In a novel PhD thesis, researcher Benoît Alcaraz proposes Pino, an end-to-end pipeline designed to create reinforcement learning (RL) agents that understand and comply with human social norms. Inspired by the story of Pinocchio, the system acts as a digital 'Jiminy Cricket,' supervising AI agents with argumentation-based normative advisors. This hybrid model builds upon existing architectures like AJAR and NGRL to ensure agents operate safely within societal rules, addressing a critical gap as AI integrates into daily life.

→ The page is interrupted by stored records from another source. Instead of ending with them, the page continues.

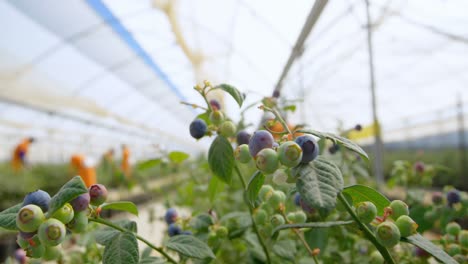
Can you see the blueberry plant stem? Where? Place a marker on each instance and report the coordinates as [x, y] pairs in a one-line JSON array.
[[254, 225], [368, 233], [116, 227]]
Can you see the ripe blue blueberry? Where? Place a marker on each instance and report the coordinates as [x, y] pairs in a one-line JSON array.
[[242, 154], [79, 222], [174, 230], [453, 197], [98, 194], [261, 139], [243, 137], [198, 128], [171, 216], [309, 146], [39, 198], [81, 202]]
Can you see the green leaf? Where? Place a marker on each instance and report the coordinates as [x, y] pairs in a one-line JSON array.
[[178, 156], [312, 225], [214, 188], [190, 246], [105, 235], [255, 183], [8, 217], [202, 222], [122, 249], [285, 249], [68, 192], [121, 206], [318, 183], [339, 140], [221, 159], [148, 164], [317, 238], [361, 193], [432, 249], [238, 96], [152, 260]]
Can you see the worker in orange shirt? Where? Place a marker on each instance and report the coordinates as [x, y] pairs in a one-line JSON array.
[[126, 161], [19, 154], [86, 171]]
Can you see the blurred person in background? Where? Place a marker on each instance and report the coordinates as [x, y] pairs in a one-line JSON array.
[[19, 154], [84, 168], [126, 169]]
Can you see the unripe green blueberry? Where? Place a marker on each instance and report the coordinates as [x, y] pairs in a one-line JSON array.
[[267, 161], [453, 228], [406, 225], [79, 223], [97, 194], [52, 253], [463, 239], [376, 258], [216, 117], [301, 217], [453, 249], [227, 129], [265, 192], [51, 232], [387, 234], [430, 216], [22, 242], [222, 232], [260, 216], [290, 154], [399, 208], [242, 153], [275, 199], [277, 220], [64, 214], [29, 218], [366, 212], [35, 252], [35, 249]]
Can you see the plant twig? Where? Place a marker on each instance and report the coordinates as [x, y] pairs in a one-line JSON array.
[[116, 227], [368, 233], [254, 225]]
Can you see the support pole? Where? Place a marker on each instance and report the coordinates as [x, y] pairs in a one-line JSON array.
[[461, 135], [378, 145]]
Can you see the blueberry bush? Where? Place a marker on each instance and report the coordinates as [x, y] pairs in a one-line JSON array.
[[273, 196]]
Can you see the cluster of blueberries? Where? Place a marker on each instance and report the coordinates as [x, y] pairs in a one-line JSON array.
[[171, 217], [41, 233]]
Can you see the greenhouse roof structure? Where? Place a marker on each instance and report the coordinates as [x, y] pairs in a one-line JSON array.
[[105, 72]]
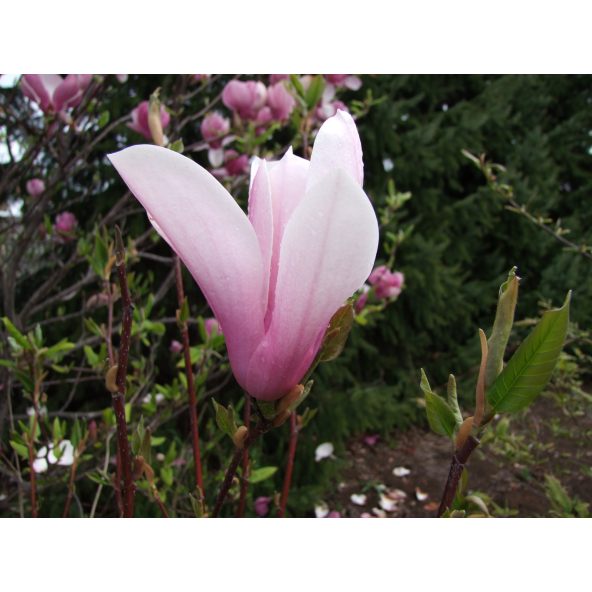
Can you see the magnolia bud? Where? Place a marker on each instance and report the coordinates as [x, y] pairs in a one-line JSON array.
[[154, 120], [111, 379], [463, 432], [240, 436]]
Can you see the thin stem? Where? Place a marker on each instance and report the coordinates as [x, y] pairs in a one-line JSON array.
[[457, 466], [118, 398], [233, 466], [245, 472], [190, 381], [290, 464]]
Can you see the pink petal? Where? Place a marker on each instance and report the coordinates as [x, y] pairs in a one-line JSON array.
[[327, 252], [211, 234], [337, 145]]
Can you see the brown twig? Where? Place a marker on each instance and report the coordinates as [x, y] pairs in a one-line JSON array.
[[118, 398], [289, 464], [189, 374], [245, 472], [457, 466], [259, 429]]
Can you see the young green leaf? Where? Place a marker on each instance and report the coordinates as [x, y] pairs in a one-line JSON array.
[[502, 326], [440, 416], [530, 368]]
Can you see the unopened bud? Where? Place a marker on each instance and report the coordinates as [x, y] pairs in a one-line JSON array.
[[138, 467], [463, 432], [111, 379], [288, 400], [240, 436], [154, 120], [281, 418]]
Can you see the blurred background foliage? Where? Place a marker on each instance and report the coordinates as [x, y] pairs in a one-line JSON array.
[[460, 241]]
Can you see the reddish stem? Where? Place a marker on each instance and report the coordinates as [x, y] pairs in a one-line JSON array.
[[190, 382], [245, 473], [118, 398], [290, 464]]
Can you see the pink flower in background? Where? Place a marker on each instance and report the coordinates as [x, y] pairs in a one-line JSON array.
[[213, 128], [65, 224], [52, 92], [262, 506], [387, 284], [35, 187], [245, 98], [280, 101], [211, 325], [235, 163], [275, 78], [140, 119], [275, 278], [175, 347]]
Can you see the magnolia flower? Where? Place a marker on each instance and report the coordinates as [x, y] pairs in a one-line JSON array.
[[35, 187], [386, 283], [213, 128], [245, 98], [212, 327], [140, 119], [52, 92], [280, 101], [275, 278], [65, 224], [45, 456]]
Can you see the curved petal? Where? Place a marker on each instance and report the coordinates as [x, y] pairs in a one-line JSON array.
[[261, 216], [337, 145], [327, 252], [210, 233]]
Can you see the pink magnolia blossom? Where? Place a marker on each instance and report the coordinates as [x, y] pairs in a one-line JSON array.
[[213, 128], [65, 224], [52, 92], [245, 98], [35, 187], [274, 78], [280, 101], [235, 163], [211, 325], [262, 506], [275, 278], [387, 284], [140, 119]]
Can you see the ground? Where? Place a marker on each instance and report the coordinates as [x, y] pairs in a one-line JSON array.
[[510, 467]]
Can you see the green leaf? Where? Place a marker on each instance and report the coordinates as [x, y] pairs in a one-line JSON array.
[[337, 333], [177, 146], [225, 418], [103, 119], [16, 334], [440, 416], [452, 398], [502, 327], [20, 449], [261, 474], [530, 368]]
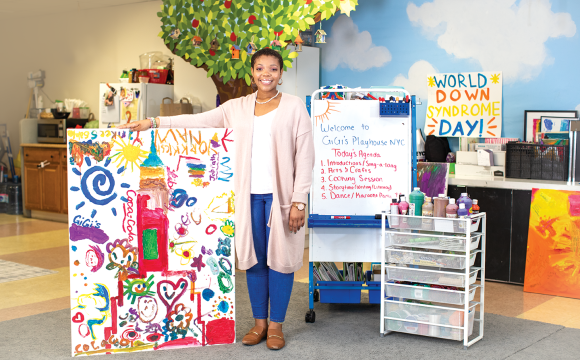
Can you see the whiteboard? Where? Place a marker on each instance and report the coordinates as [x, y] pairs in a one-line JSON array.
[[362, 160]]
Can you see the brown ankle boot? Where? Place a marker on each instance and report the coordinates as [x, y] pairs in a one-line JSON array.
[[255, 335], [275, 340]]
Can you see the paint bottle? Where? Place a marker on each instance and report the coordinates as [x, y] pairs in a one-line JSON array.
[[462, 213], [440, 203], [465, 199], [416, 199], [403, 210], [394, 220], [451, 209], [403, 206], [427, 211], [474, 207]]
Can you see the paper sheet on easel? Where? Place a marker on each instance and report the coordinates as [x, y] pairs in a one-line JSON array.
[[110, 114]]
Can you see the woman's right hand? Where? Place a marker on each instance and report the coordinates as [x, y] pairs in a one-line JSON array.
[[140, 125]]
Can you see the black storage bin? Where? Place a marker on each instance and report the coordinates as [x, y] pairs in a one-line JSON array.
[[536, 161]]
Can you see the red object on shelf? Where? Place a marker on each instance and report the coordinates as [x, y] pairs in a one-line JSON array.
[[157, 76]]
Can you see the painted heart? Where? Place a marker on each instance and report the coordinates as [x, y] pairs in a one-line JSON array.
[[169, 292], [78, 318]]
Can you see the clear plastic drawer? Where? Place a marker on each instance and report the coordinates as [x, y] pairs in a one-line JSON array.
[[429, 241], [433, 223], [426, 258], [428, 293], [446, 278], [410, 313]]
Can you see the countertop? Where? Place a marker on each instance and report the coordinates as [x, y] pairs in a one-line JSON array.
[[57, 146], [508, 183]]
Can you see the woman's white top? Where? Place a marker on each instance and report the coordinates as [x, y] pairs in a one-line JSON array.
[[261, 182]]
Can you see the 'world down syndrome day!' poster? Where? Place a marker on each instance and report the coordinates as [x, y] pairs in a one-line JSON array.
[[464, 104], [151, 217]]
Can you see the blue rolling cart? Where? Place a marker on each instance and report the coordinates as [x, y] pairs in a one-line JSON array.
[[349, 229]]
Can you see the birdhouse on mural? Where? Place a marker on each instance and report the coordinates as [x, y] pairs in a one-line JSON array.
[[175, 34], [276, 45], [235, 50], [320, 36], [196, 41], [298, 43], [214, 45], [252, 48]]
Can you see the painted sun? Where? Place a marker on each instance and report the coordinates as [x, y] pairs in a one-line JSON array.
[[127, 152]]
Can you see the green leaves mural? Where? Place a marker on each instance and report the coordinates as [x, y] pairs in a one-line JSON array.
[[229, 22]]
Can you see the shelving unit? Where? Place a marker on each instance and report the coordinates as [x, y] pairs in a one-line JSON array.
[[430, 255]]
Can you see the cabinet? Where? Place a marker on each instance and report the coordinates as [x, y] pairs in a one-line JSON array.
[[45, 188], [428, 277]]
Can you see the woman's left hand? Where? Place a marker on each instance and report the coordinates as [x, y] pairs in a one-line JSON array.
[[296, 219]]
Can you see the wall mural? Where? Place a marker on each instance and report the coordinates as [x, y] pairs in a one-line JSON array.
[[151, 239]]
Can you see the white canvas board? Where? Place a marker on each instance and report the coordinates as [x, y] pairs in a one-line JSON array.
[[151, 240]]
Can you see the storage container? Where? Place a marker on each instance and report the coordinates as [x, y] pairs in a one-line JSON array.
[[426, 258], [427, 293], [536, 161], [340, 296], [410, 327], [447, 278], [447, 225], [428, 241]]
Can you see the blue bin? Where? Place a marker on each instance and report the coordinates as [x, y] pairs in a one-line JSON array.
[[374, 295], [340, 296]]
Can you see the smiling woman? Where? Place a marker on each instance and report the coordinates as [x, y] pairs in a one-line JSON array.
[[275, 149]]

The thesis makes two key technical contributions: a new algorithm for automatically extracting the arguments and relationships behind an advisor's decisions, making the oversight process transparent and operational. It also formally investigates and provides a strategy to mitigate 'norm avoidance'—the phenomenon where clever RL agents find loopholes to technically follow rules while violating their intent. Each component of the Pino pipeline has been empirically evaluated, moving the field beyond theoretical discussion toward practical, norm-aware AI systems.
- Introduces Pino, a hybrid pipeline where RL agents are supervised by argumentation-based 'normative advisors' for ethical compliance.
- Presents a novel algorithm for automatically extracting the reasoning arguments behind an advisor's decisions, increasing transparency.
- Formally defines and provides a mitigation strategy for 'norm avoidance,' where agents exploit loopholes in rule-based systems.
Why It Matters
Provides a concrete framework for building AI that understands not just rules, but the intent behind them, crucial for safe real-world deployment.